I don’t know who came up with it, but I have to emphatically disagree. After all, the world is a very big place, and what I know about the world would maybe fit in a thimble (in other words, it’s not much), even though I’ve done a few unusual things in my life (like train as a combat medic, learn to fly a helicopter, and hang out with a search-and-rescue team).
If I had to “write what I know,” it would be terribly limiting (and boring!).
So I don’t.
Instead, I use writing as an “excuse” to learn more about things that interest me. And I find a SME (“Subject Matter Expert”) who is willing to let me pick their brain and become my go-to guy (or gal) when I have questions about a topic.
In the case of RANGER’S SACRIFICE, there were details about being an Army Ranger that I didn’t know. I needed to talk to an actual Army Ranger. Luckily, I found one!
During the course of our “interviews,” I asked some borderline-classified questions that my new friend couldn’t answer fully (see the video here). But even so, because of his help, RANGER’S SACRIFICE is just that much better.
People often say writing is a solitary endeavor. And for much of the time that is true. But I sure enjoy the “excuse” of being a writer for getting to know interesting people!
Why I Love SMEs (“Subject Matter Experts”)
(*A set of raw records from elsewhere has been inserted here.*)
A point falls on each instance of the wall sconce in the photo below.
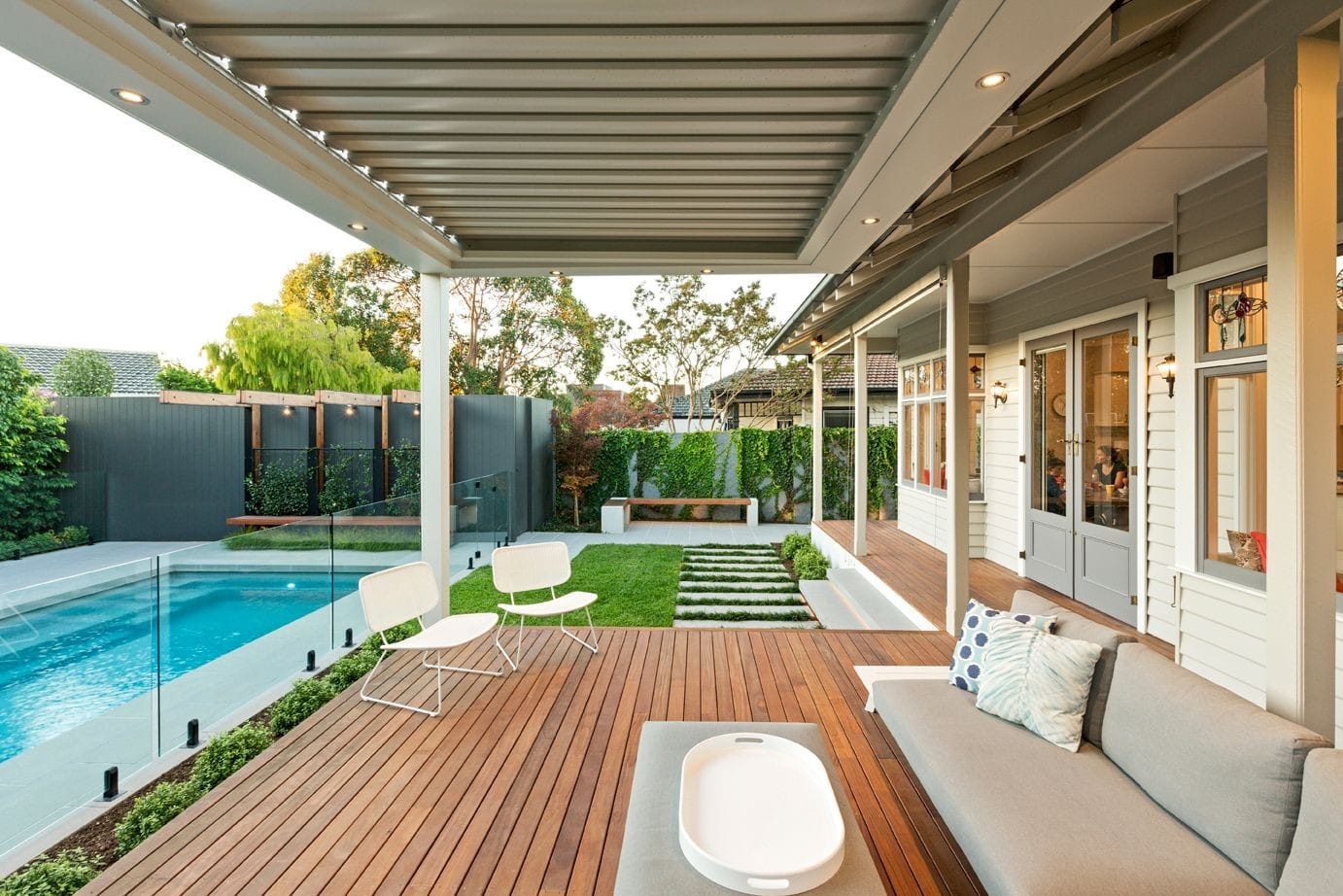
(1166, 368)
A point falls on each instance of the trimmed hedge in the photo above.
(154, 810)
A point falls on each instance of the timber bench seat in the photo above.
(615, 512)
(260, 522)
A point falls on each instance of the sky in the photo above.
(116, 236)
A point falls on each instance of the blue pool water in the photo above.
(73, 661)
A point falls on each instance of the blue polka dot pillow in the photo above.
(967, 660)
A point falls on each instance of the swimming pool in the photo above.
(66, 664)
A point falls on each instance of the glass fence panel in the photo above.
(239, 617)
(77, 677)
(366, 538)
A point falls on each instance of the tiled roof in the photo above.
(134, 371)
(882, 376)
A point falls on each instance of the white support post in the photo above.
(860, 445)
(1301, 94)
(818, 419)
(435, 432)
(958, 442)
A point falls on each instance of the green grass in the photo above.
(636, 586)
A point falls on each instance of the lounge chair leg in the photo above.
(591, 632)
(362, 691)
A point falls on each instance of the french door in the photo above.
(1079, 456)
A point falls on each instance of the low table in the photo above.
(872, 674)
(650, 854)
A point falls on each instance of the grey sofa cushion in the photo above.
(1317, 860)
(1221, 765)
(1069, 625)
(1033, 818)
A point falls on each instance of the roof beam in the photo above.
(422, 31)
(1009, 155)
(1089, 85)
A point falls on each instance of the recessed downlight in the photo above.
(133, 97)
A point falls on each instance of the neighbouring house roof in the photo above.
(882, 376)
(134, 371)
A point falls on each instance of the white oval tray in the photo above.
(758, 814)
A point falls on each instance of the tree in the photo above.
(684, 337)
(288, 350)
(178, 376)
(523, 336)
(31, 449)
(84, 371)
(366, 292)
(576, 445)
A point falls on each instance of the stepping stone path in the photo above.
(739, 587)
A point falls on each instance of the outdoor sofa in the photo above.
(1180, 786)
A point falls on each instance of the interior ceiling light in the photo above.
(133, 97)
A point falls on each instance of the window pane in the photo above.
(1237, 315)
(923, 445)
(1106, 428)
(1236, 467)
(939, 445)
(908, 443)
(1048, 429)
(977, 373)
(977, 449)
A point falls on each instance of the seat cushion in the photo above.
(1317, 860)
(1069, 625)
(1033, 818)
(1221, 765)
(569, 602)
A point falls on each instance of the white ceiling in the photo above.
(1129, 196)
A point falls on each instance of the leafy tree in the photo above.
(178, 376)
(523, 336)
(366, 292)
(31, 449)
(84, 371)
(684, 337)
(288, 350)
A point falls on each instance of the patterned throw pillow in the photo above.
(1245, 551)
(967, 660)
(1037, 680)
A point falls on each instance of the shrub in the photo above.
(809, 563)
(154, 810)
(793, 543)
(84, 371)
(228, 752)
(46, 876)
(302, 700)
(351, 668)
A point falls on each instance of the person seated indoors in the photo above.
(1110, 467)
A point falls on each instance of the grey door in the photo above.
(1050, 527)
(1079, 540)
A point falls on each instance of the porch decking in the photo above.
(917, 572)
(521, 786)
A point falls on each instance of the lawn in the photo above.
(636, 586)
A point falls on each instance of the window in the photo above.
(1236, 315)
(1233, 428)
(923, 425)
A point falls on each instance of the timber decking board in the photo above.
(521, 786)
(917, 572)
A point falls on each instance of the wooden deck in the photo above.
(917, 572)
(523, 784)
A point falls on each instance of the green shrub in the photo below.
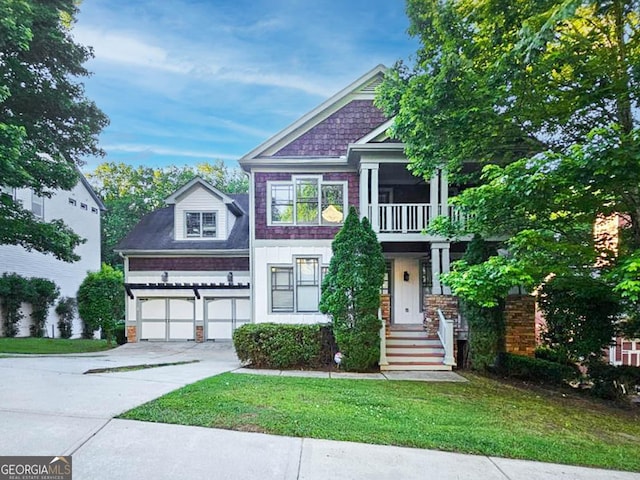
(271, 345)
(66, 310)
(613, 383)
(41, 294)
(534, 369)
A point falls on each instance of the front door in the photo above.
(406, 291)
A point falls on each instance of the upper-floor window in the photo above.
(37, 205)
(307, 200)
(296, 288)
(200, 224)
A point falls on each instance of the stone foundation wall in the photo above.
(449, 306)
(520, 326)
(385, 310)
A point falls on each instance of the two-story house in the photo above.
(302, 182)
(79, 208)
(187, 267)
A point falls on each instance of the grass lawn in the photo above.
(51, 345)
(483, 416)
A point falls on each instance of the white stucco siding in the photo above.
(68, 276)
(283, 254)
(201, 200)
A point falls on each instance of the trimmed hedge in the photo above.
(534, 369)
(282, 346)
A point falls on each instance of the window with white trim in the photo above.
(296, 288)
(37, 205)
(307, 200)
(200, 224)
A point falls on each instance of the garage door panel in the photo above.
(181, 309)
(220, 309)
(153, 308)
(219, 330)
(153, 330)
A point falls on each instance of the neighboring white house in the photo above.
(80, 209)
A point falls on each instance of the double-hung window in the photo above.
(37, 205)
(307, 200)
(200, 224)
(296, 288)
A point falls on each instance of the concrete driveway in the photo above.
(49, 406)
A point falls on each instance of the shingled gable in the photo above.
(198, 181)
(326, 131)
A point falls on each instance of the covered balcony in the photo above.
(399, 205)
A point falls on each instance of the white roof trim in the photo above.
(315, 116)
(381, 132)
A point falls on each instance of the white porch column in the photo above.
(364, 192)
(434, 196)
(435, 269)
(375, 211)
(446, 266)
(444, 193)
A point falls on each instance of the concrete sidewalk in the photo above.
(130, 450)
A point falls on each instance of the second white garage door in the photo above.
(223, 315)
(166, 318)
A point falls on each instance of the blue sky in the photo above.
(186, 81)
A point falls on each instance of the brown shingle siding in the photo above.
(188, 264)
(331, 137)
(281, 232)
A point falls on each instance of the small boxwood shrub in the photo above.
(613, 383)
(282, 346)
(534, 369)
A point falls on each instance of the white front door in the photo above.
(406, 291)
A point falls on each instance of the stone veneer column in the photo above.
(199, 333)
(520, 330)
(447, 303)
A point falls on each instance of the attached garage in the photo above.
(224, 314)
(166, 319)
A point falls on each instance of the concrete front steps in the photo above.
(409, 348)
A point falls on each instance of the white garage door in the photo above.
(166, 318)
(224, 315)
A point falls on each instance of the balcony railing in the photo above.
(409, 217)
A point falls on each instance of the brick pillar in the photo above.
(199, 333)
(131, 334)
(520, 325)
(449, 306)
(385, 310)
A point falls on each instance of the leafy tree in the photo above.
(351, 292)
(41, 294)
(129, 193)
(66, 311)
(13, 292)
(580, 313)
(544, 93)
(46, 123)
(101, 300)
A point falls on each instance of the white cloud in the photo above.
(161, 150)
(210, 65)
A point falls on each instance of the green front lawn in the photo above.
(483, 416)
(51, 345)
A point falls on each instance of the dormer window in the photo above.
(200, 224)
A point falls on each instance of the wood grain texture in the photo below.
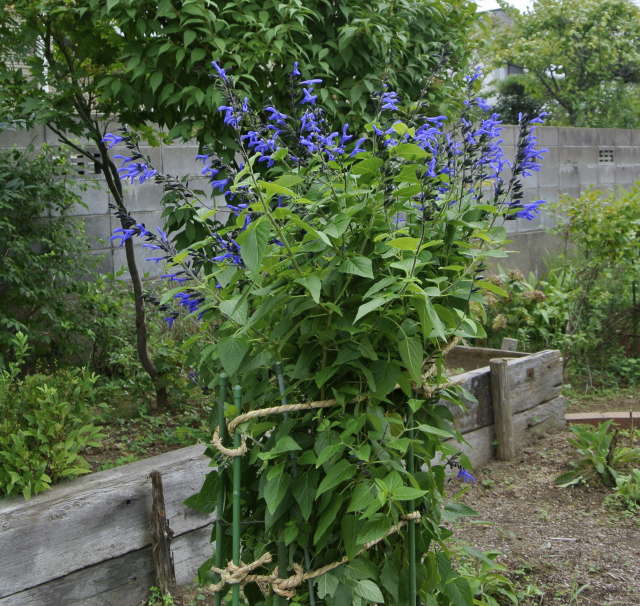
(470, 358)
(94, 518)
(121, 581)
(502, 410)
(527, 427)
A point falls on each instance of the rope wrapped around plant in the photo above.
(286, 588)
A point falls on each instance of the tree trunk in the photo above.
(115, 187)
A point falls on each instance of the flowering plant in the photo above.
(340, 266)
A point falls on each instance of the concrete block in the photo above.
(626, 175)
(180, 160)
(548, 136)
(95, 198)
(143, 197)
(606, 174)
(549, 173)
(509, 134)
(97, 228)
(572, 136)
(613, 137)
(22, 138)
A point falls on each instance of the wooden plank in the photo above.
(509, 344)
(535, 379)
(475, 414)
(502, 410)
(161, 535)
(470, 358)
(94, 518)
(121, 581)
(527, 427)
(620, 419)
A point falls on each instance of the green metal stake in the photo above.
(283, 560)
(235, 594)
(413, 586)
(222, 492)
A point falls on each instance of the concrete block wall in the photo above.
(577, 158)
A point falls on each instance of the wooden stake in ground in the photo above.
(161, 539)
(502, 410)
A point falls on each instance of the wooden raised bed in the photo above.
(87, 542)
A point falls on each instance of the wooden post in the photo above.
(502, 411)
(161, 539)
(509, 344)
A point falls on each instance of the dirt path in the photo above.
(559, 539)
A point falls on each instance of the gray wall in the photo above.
(577, 158)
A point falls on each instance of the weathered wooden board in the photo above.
(527, 426)
(94, 518)
(534, 379)
(470, 358)
(121, 581)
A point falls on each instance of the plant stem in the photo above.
(235, 592)
(221, 492)
(413, 591)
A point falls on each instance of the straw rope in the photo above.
(428, 390)
(241, 574)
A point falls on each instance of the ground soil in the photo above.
(559, 539)
(619, 400)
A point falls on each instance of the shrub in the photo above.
(345, 266)
(43, 253)
(44, 425)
Could I write my books without input from SMEs? Sure. Some stories more easily than others! But I don’t think the book would be as good. I wouldn’t get comments like this one (about Last Chance Rescue):
“The first few chapters describe in detail what an actual rescue mission was like, right down to the language used by real rescue teams, helicopter pilots and medics. It was clear that the author had a knowledgeable background in this area and that made the reading even more enjoyable.”
Here’s a short teaser to get you started…
Sergeant First Class Cory Foster tossed his gear on the ground with more force than was necessary. He dropped his ass onto it, using the crumbling wall as support for his back.
Nothing. They’d found nothing. Where there was definitely supposed to be something. More specifically, someone. A High-Value Target, otherwise known as HVT. Where was this elusive traitor/double-agent they’d been sent to track down? And how many more people would have to die before they neutralized him?
He rubbed his temples. Had they missed something? Had he made the right decisions?
Absently he rubbed his hand over his side where Rolando had knifed him.